FIG. 6 statistical analysis of plant height and tiller number of different mutant genotype of LOC _ Os03g 64415. WT1, WT2 and WT3 are wild-type control plants of ZH11, and qph-3.1-criprpr 1, qph-3.1-criprpr 2 and qph-3.1-criprpr 3 are mutant strain plants. The 3 asterisks indicate p <0.001, the difference is very significant.
Detailed Description
The following examples are given to facilitate a better understanding of the invention, but do not limit the invention. The experimental methods used in the following examples are conventional methods unless otherwise specified.
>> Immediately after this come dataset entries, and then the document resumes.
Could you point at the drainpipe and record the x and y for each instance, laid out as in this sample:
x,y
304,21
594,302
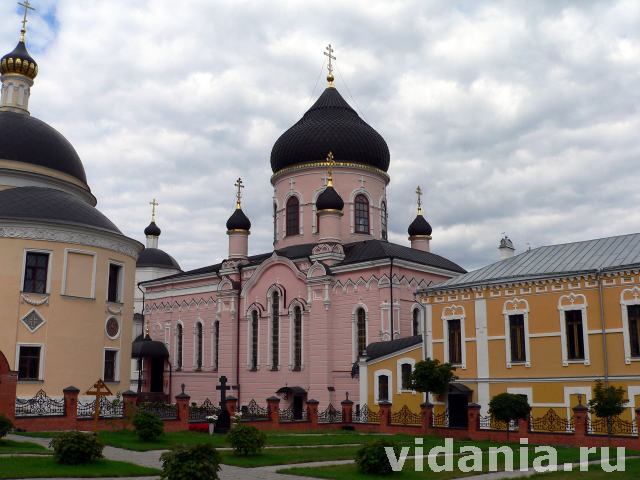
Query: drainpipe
x,y
603,329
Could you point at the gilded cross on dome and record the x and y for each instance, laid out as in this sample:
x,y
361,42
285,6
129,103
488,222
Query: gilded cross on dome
x,y
239,186
27,6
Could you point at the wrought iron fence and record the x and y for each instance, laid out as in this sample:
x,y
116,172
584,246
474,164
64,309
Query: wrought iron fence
x,y
551,422
405,416
614,425
39,405
330,415
108,408
365,415
199,413
166,411
253,411
440,419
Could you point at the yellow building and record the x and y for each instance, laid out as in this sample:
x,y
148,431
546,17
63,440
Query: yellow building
x,y
66,271
546,323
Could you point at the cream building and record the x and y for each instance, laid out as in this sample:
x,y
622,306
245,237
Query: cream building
x,y
66,271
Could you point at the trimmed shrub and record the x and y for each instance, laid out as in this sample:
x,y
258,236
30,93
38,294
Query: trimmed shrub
x,y
372,458
74,448
5,426
246,440
148,425
197,462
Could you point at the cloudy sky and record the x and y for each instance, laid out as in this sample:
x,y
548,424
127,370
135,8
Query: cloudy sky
x,y
519,117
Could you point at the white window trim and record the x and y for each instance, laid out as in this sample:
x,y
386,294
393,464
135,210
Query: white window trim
x,y
625,301
399,364
249,339
454,312
67,251
41,364
568,303
117,367
354,328
47,290
120,295
516,307
376,385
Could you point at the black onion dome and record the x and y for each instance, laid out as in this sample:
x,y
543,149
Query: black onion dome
x,y
419,226
19,61
330,125
238,221
329,199
50,205
152,230
154,257
29,140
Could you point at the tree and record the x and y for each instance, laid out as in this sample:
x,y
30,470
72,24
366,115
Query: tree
x,y
608,401
431,376
508,407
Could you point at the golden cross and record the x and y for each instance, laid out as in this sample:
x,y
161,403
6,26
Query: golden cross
x,y
239,186
154,203
331,162
27,6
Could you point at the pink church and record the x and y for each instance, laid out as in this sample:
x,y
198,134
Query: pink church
x,y
292,322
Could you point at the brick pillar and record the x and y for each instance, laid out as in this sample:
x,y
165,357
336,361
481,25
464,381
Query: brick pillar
x,y
71,406
182,406
580,420
273,407
426,409
473,418
312,412
347,411
385,415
The test materials used in the following examples were all commercially available products unless otherwise specified.
Example 1 cloning of the Rice LOC _ Os03g64415 Gene
According to the LOC _ Os03g64415 gene sequence information recorded by Rice Genome Annotation Project (http:// Rice. uga. edu/index. shtml), a full-length primer sequence F is designed: ATGTCGTCGCCACCCGGCC (SEQ ID NO. 8); the sequence R: GCAACAGAGCATTTGAATTCCAATT (SEQ ID NO.9), LOC _ Os03g64415 full length CDS sequence can be obtained by amplification with Nipponbare genome cDNA as template, and the sequence is shown as SEQ ID NO.2 by sequencing.
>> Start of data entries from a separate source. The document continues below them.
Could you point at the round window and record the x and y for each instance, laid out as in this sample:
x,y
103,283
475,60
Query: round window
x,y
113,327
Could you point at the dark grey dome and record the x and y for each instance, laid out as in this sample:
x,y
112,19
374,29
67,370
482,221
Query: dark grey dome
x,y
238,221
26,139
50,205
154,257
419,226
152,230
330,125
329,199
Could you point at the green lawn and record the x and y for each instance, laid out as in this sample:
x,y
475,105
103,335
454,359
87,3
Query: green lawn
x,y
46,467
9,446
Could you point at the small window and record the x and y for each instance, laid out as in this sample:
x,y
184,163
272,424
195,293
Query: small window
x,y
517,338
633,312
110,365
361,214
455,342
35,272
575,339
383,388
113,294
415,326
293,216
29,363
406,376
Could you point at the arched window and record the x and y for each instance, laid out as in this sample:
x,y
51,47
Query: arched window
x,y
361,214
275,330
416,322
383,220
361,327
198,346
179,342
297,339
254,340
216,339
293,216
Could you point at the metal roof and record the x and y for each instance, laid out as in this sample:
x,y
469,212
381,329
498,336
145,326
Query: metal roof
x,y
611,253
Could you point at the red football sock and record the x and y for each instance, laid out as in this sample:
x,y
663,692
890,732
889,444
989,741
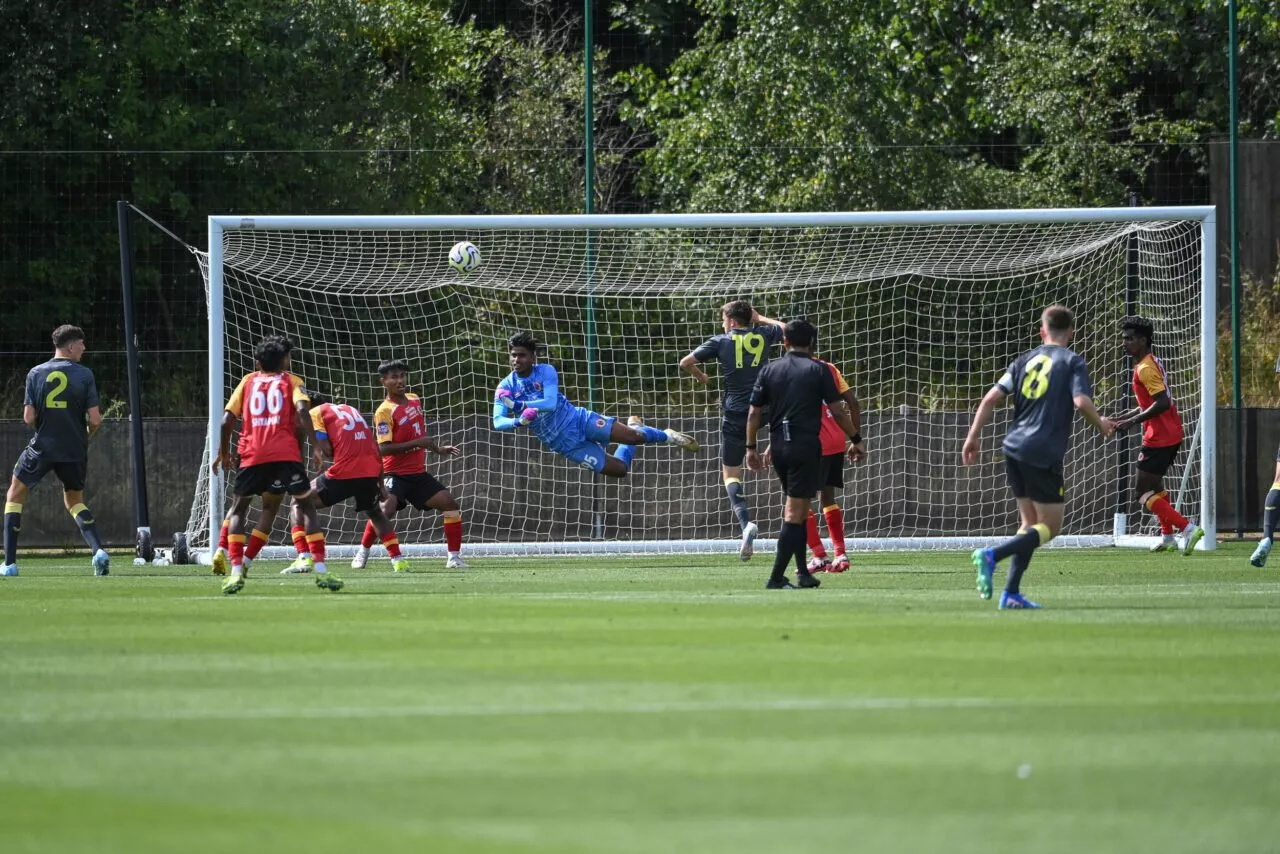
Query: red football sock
x,y
300,539
316,543
453,533
1165,512
236,547
814,538
256,540
835,526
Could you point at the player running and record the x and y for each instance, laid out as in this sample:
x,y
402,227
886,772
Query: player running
x,y
403,442
1047,384
270,456
60,402
741,350
1161,435
355,474
530,397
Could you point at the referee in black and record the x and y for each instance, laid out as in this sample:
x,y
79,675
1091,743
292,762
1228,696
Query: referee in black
x,y
794,388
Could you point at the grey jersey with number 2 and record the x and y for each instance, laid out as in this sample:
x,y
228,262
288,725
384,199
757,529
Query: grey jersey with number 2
x,y
1042,383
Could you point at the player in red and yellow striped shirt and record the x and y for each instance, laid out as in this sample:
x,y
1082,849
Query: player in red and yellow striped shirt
x,y
1161,435
273,427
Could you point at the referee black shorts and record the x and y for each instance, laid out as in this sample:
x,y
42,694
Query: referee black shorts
x,y
1042,485
801,471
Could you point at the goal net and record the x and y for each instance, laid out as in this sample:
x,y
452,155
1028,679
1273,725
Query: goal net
x,y
922,311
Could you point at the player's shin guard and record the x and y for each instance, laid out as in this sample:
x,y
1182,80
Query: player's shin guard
x,y
835,526
392,544
88,529
1157,502
315,542
1270,514
12,526
236,549
625,452
300,539
814,537
734,487
453,531
256,540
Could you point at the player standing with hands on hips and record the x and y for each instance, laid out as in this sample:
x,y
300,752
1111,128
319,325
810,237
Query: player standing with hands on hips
x,y
794,388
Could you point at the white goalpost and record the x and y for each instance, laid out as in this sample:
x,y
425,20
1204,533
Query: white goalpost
x,y
922,311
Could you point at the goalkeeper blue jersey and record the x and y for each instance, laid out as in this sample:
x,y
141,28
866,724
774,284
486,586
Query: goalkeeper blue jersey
x,y
557,419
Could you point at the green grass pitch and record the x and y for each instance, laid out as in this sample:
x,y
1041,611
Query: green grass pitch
x,y
644,704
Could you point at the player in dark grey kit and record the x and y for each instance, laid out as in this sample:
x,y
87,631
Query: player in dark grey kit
x,y
1048,384
794,389
62,405
743,350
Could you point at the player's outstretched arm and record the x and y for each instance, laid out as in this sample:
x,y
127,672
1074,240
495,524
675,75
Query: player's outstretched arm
x,y
689,364
1084,403
981,419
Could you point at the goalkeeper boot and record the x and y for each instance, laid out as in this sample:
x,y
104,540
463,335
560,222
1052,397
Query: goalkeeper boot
x,y
1192,534
1260,553
986,563
1015,602
819,565
328,581
748,548
302,565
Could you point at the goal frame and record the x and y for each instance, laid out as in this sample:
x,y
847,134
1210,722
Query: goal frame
x,y
1206,429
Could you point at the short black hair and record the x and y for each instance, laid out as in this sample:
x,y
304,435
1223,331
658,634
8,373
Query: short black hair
x,y
800,333
1142,327
740,311
1057,319
392,365
272,352
522,341
67,334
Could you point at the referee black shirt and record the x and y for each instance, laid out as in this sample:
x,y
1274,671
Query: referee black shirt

Example 2 verification of the plant height regulating action of LOC _ Os03g64415 Gene in Rice Material
Crisper-cas9 gene knockout verification is carried out on LOC _ Os03g64415, a CRISPER-cas9 target site is designed by using a CRISPERDIRect website, the GC content of the target site is not less than 40 percent (50 to 70 percent), the screened 20bp target sequence is connected to the 5' end of the sgRNA sequence, and finally 2 target site sequences are respectively designed on the first exon of LOC _ Os03g64415, and the PAM sequence is NGG (figure 1).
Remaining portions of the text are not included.